The subquery (a "derived" table) will be faster because of the index starting with what is in its WHERE
clause and because that index is "covering". The JOINing
to the outer part is (I assume) using the PRIMARY KEY(id)
making that efficient.
Historically, the construct IN ( SELECT ... )
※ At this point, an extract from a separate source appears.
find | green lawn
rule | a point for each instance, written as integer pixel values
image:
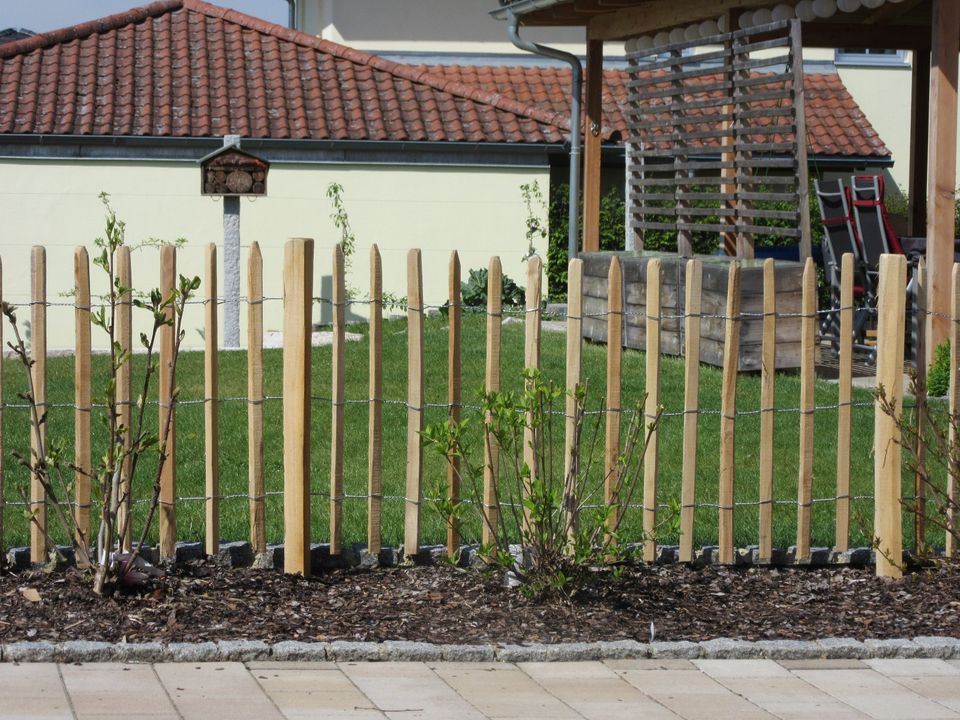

has been notoriously inefficient, so I try to avoid it. JOIN
and EXISTS ( SELECT ... )
are sometimes viable alternatives.
More discussion of building optimal indexes: http://mysql.rjweb.org/doc.php/index_cookbook_mysql
-
This actually worked. The formulation you provided. Can you explain why so i can solve such issues in the future?IgorR– IgorR2021年02月02日 09:44:00 +00:00Commented Feb 2, 2021 at 9:44
-
1@IgorR - I added a few paragraphs to my Answer.Rick James– Rick James2021年02月02日 17:22:50 +00:00Commented Feb 2, 2021 at 17:22
Saw this and decided to weigh in a bit. Usually, first task is simplification so:
DROP TABLE IF EXISTS `hlh_record_status_submission`;
CREATE TABLE `hlh_record_status_submission` (
`id` int(10) unsigned NOT NULL,
`user_id` int(10) unsigned NOT NULL,
`record_id` int(10) unsigned NOT NULL,
`status` tinyint(3) unsigned NOT NULL,
`created_at` datetime NOT NULL,
PRIMARY KEY (`id`),
KEY `Created At` (`created_at`),
KEY `status` (`status`),
) ENGINE=MyISAM DEFAULT CHARSET=utf8;
With MinEventForRecord as
(
SELECT `record_id`, MIN(`id`) as MinID
FROM `hlh_record_status_events`
WHERE status IN (21,24,31,40)
GROUP BY record_id
), MinEvents as
(
SELECT `id`,`user_id`, `record_id`, `status`,`created_at`
FROM `hlh_record_status_events` rse
WHERE exists (select 'x' from MinEventForRecord mer where mer.MinID=rse.id)
)
INSERT INTO `hlh_record_status_submission`
SELECT * FROM MinEvents
So here the intent is to break down the query into digestible pieces so that you (having the bigger picture) can figure out where the actual issue resides.